You might think these recurring crowds would occasion some rethinking of the dominant orthodoxy that we read most everywhere these days: The church is irrelevant, in decline, discredited by its sex scandals, and so on. How is it that such an institution, with such a pre-modern view of life — e.g., that human sexuality finds its fulfillment in a permanent, loving commitment between a man and a woman — could ever have a chance with the raging hormone set?

Then again, maybe the anything-goes culture that so many of our young people are growing up in hasn’t been as uniformly delightful as we’ve been led to believe. Perhaps some have tasted the loneliness and emptiness Pope Francis spoke of in Brazil.
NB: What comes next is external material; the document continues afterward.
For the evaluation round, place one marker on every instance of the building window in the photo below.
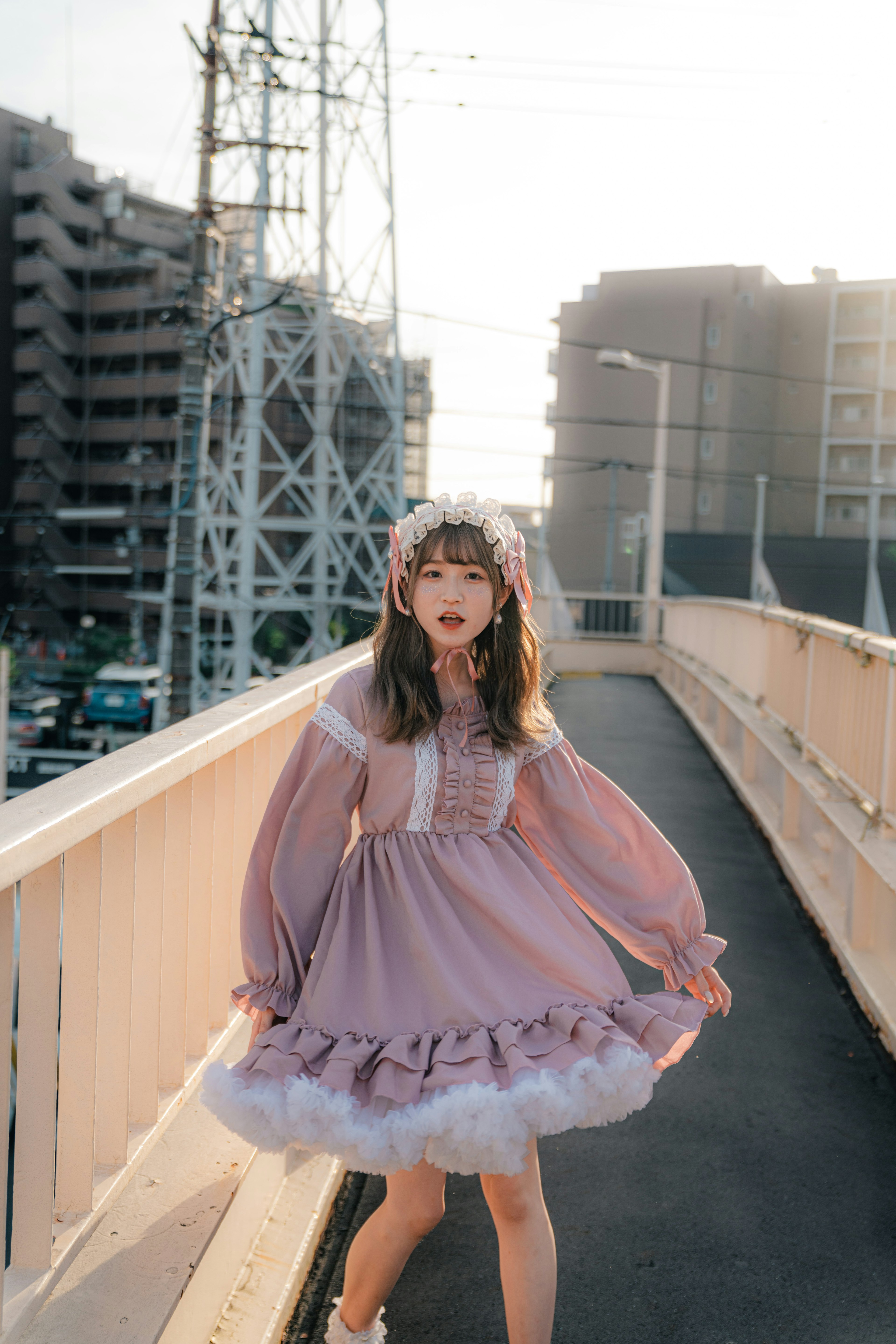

Some may have even found hope — and a glimmer of meaning — in the heart of the pope’s message.

As he put it so simply upon his arrival in Brazil: “I have neither silver nor gold, but I bring with me the most precious thing given to me: Jesus Christ!”

Maybe too Francis has a richer idea of simplicity than a press corps whose attention is always on the singer and almost never on the song. How many times must we read about the red papal Pradas the pope has forsaken, or the Ford Focus he has embraced?

If Pope Francis has done these things, manifestly it is not to draw a contrast with his predecessor, as so many of the pundits delight in reporting, but to do in his fashion what Pope Benedict did in his: to try to clear the path to Christ.

In a world where the only power left to the church is her ability to persuade, Pope Francis understands that the little things can get in the way. So it might help, as he suggested, if the priests and bishops charged with bringing Christ to their flocks were a little more conscious of the message they send when they are seen tooling around in a car more luxurious than the cars driven by those they serve.

But even here the issue isn’t the car but Christ.

The young people who gathered on the Copacabana for Mass yesterday understand this. They may be unable to explain the theological details, but they plainly thirst for authenticity and truth, of the kind that sustains those who have nothing and can fulfill those who can find themselves bored and self-destructive because they have too much.

In the pope they catch a glimmer of the transcendent, a living witness of Christ’s promise to remain with us always.

In that sense, what we’re seeing in Brazil this week is an old story newly told. But one that, for all the cameras and reporters, the press has yet to report.

William McGurn is The Post’s editorial-page editor.